In Washington, a person can be charged with felony DUI if he or she has four or more misdemeanor DUI convictions in the state over the previous ten years. Heraquio Santos was recently accused of driving under the influence. During his trial, the prosecution introduced into evidence four cases, each of which indicated that Santos had been convicted of DUI. Even though the defense articulated an objection as to the admissibility of the cases, the judge allowed them into evidence anyway – and Santos was convicted of felony DUI.
Sounds pretty cut and dried, right? Not exactly.
The defense attorney appealed the verdict, saying that the state did not prove that those four cases pertained to his client. All of the cases in question contained the name Heraquio Santos, but one of them listed a birth date that conflicted with the age in guilty plea statements made in two of the other cases. Furthermore, the appellate court noted that even if all four cases could be linked to one another, the prosecution did not produce evidence that they referenced the Heraquio Santos that was being tried. The four case files did not have identifying information like a photograph or fingerprints which could be compared to the man who was sitting at the defense table; in fact, the state didn’t even ascertain Mr. Santos’s true birthdate, criminal history, or physical address.
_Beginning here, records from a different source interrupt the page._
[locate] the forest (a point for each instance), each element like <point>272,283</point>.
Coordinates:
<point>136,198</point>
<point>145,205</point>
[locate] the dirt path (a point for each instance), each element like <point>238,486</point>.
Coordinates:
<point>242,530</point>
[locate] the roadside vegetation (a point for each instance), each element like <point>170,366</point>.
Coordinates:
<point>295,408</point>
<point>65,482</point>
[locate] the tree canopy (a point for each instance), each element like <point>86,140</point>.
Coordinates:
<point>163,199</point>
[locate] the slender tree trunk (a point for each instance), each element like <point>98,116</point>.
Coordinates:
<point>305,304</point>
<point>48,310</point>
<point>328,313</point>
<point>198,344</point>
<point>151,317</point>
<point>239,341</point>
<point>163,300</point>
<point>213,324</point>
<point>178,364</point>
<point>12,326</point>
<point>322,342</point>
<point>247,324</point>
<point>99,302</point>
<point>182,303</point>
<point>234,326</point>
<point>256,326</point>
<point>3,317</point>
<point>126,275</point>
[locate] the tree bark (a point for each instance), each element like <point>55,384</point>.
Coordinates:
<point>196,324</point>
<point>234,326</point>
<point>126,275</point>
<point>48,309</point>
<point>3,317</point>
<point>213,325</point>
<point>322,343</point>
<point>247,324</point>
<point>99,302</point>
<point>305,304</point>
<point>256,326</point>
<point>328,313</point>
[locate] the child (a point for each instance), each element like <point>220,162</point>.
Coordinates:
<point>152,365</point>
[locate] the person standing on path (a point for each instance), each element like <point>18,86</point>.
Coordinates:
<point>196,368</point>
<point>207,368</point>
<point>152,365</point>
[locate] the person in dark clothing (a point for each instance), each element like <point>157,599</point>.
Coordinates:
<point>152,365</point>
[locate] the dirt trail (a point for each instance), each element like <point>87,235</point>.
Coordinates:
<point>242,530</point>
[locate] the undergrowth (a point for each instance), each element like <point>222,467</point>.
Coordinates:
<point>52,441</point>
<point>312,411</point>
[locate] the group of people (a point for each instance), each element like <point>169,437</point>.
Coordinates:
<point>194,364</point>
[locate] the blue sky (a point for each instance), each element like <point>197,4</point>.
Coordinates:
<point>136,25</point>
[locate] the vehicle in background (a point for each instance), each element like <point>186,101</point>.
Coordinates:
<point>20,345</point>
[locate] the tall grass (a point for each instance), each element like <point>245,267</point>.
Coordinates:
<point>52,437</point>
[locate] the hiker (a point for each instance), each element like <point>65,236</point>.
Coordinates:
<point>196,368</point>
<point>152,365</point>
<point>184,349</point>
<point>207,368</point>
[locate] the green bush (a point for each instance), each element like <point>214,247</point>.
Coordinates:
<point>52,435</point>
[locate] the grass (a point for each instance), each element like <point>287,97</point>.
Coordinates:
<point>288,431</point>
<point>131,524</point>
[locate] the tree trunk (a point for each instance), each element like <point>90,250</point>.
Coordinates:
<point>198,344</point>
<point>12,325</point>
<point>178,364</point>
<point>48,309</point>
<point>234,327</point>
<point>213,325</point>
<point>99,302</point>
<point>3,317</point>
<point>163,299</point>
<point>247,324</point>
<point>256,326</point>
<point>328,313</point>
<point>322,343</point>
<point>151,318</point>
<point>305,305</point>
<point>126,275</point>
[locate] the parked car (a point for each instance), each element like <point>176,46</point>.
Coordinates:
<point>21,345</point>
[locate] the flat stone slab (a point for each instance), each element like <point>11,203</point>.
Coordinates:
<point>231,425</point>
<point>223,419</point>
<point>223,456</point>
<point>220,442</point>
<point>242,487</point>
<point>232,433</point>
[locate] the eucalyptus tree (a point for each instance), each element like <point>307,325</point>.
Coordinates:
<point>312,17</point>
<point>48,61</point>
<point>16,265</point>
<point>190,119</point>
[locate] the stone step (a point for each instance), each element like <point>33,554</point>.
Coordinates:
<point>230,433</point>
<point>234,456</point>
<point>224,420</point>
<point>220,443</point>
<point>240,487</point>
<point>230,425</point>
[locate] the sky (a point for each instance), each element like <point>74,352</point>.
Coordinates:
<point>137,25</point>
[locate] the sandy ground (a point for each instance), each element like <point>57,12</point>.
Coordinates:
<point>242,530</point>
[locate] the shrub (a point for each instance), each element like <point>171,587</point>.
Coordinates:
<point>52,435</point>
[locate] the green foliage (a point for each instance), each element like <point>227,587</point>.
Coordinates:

In the absence of such verifying information, the appellate court ruled that the state failed to prove beyond a reasonable doubt that Heraquio Santos had committed all of the crimes he was being accused of. As a result, the appeals court vacated the felony DUI charge and reduced it to a gross misdemeanor DUI charge. All because the prosecution assumed (but didn’t prove) that the man in the four previous cases was the same individual being tried a fifth time on DUI charges.